Ein neues Leben kann du nicht anfangen, aber täglich einen neuen Tag (Thoreau)
Was bleibt vom Leben, wenn Hunger, Kälte und der Vater fehlen ? Noah ist gerade einmal elf Jahre alt, als er die bittersten Erfahrungen machen muss, die ein Kind überhaupt machen kann. Sein Vater wird ...
Was bleibt vom Leben, wenn Hunger, Kälte und der Vater fehlen ? Noah ist gerade einmal elf Jahre alt, als er die bittersten Erfahrungen machen muss, die ein Kind überhaupt machen kann. Sein Vater wird als Verräter bezichtigt und verurteilt und das wenige, was die Familie noch besitzt, wird beschlagnahmt. Geächtet und getrieben vom quälenden Hunger versucht Noah, im näheren Umkreis noch etwas Essbares für seine Mutter und seine Geschwister aufzutreiben. Als Jakobine ihm etwas zu essen gibt, passiert etwas mit Noah, dass ihn immer wieder an das Mädchen denken lässt. Jahre später ist Noah ein junger Mann geworden, der versucht, sich etwas aufzubauen. Seine Gedanken schweifen immer wieder zu dem Mädchen von damals und er fragt sich, was aus ihr geworden ist...
Diese Buch geht so dermaßen unter die Haut und hinterlässt tiefe Spuren, dass es mitunter schwer fällt, die Kapitel in einem Rutsch zu lesen. Getragen von den aktuellen Bildern aus dem Ukrainekrieg ist die Not und das Elend aus der Geschichte noch mehr zu spüren und allgegenwärtig. Ella Zeiss transportiert die Bilder aus ihrem Roman, die sich unweigerlich mit den Aufnahmen aus dem Tagesgeschehen vermischen und sorgen dafür, dass die Leser:innen aufgewühlt und zutiefst betroffen dieses Buch lesen, die ein oder andere Träne inbegriffen.
Noah ist ein unglaublich eifriger kleiner Kerl, der schon früh lernen muss, die Last des Lebens auf seinen jungen Schultern zu tragen. Sein unermüdlicher Einsatz, seine anhaltende Hoffnung und sein ungebrochener Hunger auf das Leben selbst lassen ihn immer wieder das Unmögliche möglich machen und er treibt ein wenig Nahrung auf, um die größte Not abzuwenden.

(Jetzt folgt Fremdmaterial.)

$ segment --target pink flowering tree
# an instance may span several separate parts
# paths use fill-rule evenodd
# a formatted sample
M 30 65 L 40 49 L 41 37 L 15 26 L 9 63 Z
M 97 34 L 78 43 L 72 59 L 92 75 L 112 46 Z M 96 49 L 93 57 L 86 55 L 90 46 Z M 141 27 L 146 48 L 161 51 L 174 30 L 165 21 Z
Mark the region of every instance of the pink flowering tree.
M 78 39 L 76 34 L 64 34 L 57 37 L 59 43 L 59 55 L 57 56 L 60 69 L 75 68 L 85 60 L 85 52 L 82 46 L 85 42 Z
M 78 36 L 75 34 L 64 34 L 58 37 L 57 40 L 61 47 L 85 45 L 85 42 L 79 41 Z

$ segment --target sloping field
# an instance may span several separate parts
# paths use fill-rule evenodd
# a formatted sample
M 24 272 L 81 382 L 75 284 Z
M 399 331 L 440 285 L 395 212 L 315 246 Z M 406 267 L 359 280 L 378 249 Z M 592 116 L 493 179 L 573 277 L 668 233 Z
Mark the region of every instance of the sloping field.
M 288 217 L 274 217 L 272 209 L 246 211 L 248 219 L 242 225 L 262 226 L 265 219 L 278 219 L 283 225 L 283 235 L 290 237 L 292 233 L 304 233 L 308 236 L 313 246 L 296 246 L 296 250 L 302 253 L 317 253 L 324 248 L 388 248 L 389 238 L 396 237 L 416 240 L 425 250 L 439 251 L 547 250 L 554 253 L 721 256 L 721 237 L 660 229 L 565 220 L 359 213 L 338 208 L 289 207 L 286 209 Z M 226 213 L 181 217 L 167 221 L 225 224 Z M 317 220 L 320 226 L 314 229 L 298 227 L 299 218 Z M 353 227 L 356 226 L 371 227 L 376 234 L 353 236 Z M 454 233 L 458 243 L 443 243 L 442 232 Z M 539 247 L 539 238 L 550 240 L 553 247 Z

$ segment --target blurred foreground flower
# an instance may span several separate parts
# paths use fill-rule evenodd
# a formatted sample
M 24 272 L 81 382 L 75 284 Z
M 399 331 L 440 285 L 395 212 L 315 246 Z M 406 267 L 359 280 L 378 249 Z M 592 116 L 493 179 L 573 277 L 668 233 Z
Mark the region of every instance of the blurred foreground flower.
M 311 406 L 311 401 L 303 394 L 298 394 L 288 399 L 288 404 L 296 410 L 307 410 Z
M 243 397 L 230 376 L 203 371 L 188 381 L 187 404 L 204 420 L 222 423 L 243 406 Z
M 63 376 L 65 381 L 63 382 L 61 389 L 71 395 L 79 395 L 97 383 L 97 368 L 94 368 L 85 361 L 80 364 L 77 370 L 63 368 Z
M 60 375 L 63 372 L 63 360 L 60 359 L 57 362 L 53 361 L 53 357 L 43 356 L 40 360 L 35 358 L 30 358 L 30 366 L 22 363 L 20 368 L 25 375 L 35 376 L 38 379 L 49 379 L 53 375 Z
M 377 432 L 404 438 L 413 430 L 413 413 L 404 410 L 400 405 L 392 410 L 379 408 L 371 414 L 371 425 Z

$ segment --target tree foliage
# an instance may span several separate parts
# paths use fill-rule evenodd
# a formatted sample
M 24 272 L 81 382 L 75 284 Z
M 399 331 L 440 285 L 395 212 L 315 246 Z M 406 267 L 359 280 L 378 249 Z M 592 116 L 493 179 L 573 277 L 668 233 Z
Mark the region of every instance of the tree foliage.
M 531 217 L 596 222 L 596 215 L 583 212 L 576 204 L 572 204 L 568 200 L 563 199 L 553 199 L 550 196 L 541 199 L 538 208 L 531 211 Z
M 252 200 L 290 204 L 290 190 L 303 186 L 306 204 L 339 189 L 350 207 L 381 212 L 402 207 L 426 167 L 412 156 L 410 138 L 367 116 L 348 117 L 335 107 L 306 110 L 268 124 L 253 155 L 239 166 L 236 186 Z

Glaube und Zuversicht sind die Säulen, die ihn tragen, aber auch diese letzte Stütze wird ihm vom Staat genommen. Es sind menschenunwürdige Szenen, die Ella Zeiss hier schildert und die das ganze Elend sicht- & fühlbar machen. Immer, wenn man denkt, jetzt erscheint ein Licht am Horizont, tritt das Schicksal unbarmherzig nach und lässt dieses Strohhalm knicken.
Die Entwicklung von Noah wird sehr authentisch beschrieben und die Autorin macht es ihren Leser:innen sehr einfach, um gemeinsam mit Noah die schwere Zeit zu durchleben und mit ihm vom Kind zum jungen Erwachsenen zu reifen.
Auch die zarten Bande, die sich zwischen ihm und Jakobine knüpfen, sein beruflicher Werdegang und schließlich der große Knüppel, der ihm wieder zwischen die Beine geworfen wird, sind Meilensteine, an denen die Schreibende ihre Leser:innen teilhaben lässt. Es bleibt zu hoffen, dass Noah noch glücklich wird, denn mit seiner Einberufung zur Armee ziehen nicht nur dunkle Wolken auf, auch das Schicksal lässt sich nicht in die Karten schauen...
Eine Roman, der von Willkür, Unterdrückung, Misshandlung, Hoffnung und Zuversicht erzählt und dabei ein Stück unbekannter Zeitgeschichte widerspiegelt.